All the ingredients are there for a great adventure and for the distillery to announce 3 more series (LEGACY 2 - ALLT GLEANN, LEGACY 3 - CNOC NA MOINE and LEGACY 4 - ALLT BREACATCH) before arriving at a 10 year old which should overshadow another 10 year old from the region (need I say which one?).

 

Before going to taste the distillate, John finally tells me that without the men beautiful and gleaming stills would not be enough. He also tells me that the whole TORABHAIG adventure is based on experienced men who have been making whisky for a long time, but also on the transmission of knowledge and the training of new generations.

 

After this overview, it is still in the beautiful scent of peat smoke that we return to face the bay, but this time, John has in his hand a square-shaped bottle which proudly displays the indication FACONNEE par SKYE!

 

The whisky that John pours into my glass is a light golden colour that shows its young age (just over 3 years) and a passage through a single bourbon cask. 

 

Something tells me that this is going to be a real whisky in the pure rules of the art.

 

With my nose in the sea breeze, I try a first approach.

 

Away from the glass the peat lover is warned and will not be disappointed.

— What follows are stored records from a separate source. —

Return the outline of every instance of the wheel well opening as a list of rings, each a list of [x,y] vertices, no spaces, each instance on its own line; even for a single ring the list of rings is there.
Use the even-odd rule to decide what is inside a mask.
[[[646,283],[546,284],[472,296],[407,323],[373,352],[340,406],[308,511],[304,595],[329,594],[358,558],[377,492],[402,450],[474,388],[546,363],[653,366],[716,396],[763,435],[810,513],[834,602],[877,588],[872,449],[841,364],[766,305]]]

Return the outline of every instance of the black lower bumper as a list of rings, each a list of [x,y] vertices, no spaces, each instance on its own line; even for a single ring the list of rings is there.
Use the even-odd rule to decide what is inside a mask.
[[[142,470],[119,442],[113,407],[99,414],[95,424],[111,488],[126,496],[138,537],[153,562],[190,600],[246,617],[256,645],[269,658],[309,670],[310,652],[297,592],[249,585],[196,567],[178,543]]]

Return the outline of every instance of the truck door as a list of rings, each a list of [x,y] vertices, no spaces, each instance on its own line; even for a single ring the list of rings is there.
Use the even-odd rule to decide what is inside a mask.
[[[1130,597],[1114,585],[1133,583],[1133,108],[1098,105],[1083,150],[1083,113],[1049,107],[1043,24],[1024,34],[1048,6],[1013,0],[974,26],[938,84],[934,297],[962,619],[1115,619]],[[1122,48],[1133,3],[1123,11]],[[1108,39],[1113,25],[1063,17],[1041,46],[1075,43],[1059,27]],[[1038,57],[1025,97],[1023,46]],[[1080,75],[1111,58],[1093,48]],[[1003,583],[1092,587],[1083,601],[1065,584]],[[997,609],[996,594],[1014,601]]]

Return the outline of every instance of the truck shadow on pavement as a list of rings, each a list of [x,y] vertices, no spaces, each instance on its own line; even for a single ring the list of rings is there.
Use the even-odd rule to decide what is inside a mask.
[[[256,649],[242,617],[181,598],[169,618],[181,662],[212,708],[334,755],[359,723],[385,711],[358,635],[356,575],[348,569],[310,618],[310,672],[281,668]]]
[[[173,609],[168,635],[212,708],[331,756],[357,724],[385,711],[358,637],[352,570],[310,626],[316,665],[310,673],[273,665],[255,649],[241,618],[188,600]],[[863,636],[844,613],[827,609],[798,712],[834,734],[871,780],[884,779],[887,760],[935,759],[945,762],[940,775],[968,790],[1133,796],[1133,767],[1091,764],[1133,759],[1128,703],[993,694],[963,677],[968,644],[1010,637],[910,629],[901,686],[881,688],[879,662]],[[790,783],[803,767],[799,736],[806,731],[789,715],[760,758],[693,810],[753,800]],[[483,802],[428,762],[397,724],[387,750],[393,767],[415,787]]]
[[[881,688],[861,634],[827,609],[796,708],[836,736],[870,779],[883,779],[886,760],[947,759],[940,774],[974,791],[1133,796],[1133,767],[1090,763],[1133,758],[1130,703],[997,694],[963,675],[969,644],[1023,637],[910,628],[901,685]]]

Without even sticking your nose inside, you can detect the smell of smoke but also a certain lemony freshness. On the other hand one will not be completely on a chimney fire but more on a day after a heather fire in the fog.

 

When the nose enters the glass for the first time it will detect the frank presence of peat buns from the drying of the barley. Nevertheless, there is no aggression and this soft smell of sweet smoke blends very well with very fruity notes (which will be in turn that of a ripe pear, then that of sun-drenched fruits such as banana or mango).

 

The second passage will confirm this sweet/smoky atmosphere. It seems that the fruity notes are concentrated in the centre of the glass when the smell of smoke comes to line the sides. However, if you leave the nose in the glass, it's then the peppery and woody notes that make their appearance and betray the age of the distillate.

 

This first opus of this new distillery from the Isle of Skye has a certain maturity, as its youth has been able to show some gallantry and to leave the good part to the peat.  

 

Before finally tasting this distillate, a third pass of the nose is necessary. It will allow to detect marine and still peaty notes but now more acidic and herbaceous.

 

A drop in the hand will confirm the presence of a fresh and lemony peat.

 

 

As if he was the one giving the go and as John had told me, the misty sky tore in front of us and let the sun's legs pass. It was time for a taste.

 

"Slainte mhath," John says, clinking his glass against mine.

   

As it enters the mouth, the distillate confirms its announcement. A very sneaky hint of lemon bitterness can be detected, but it soon gives way to the roundness of the peat.

 

The palate is adorned with smoke but becomes sweet and spicy. I think that these spices betray the young age of this whisky and may diminish with longer years spent in cask. I reassure you right away that the spices are not very strong and that they leave more room for sweet notes such as ripe pear and a distillate that becomes smooth and honeyed. A brief passage of star anise is detected but the roundness remains until the end of the tasting.

 

Once swallowed, the memory of this whisky is moderately long but it will leave a smell of smoke and liquorice stick on the palate but above all a certain mellowness on the tongue.

 

Looking at John I almost wanted to applaud. I clearly think that with a first distillate of this level we are likely to hear about the shadow that the smoke from the south of the Isle of Skye will cast over the north.

 

 

It is on these beautiful smoky notes and now on a beautiful sun in the Skye that I must leave my host to take BRAD PEAT to new peaty adventures.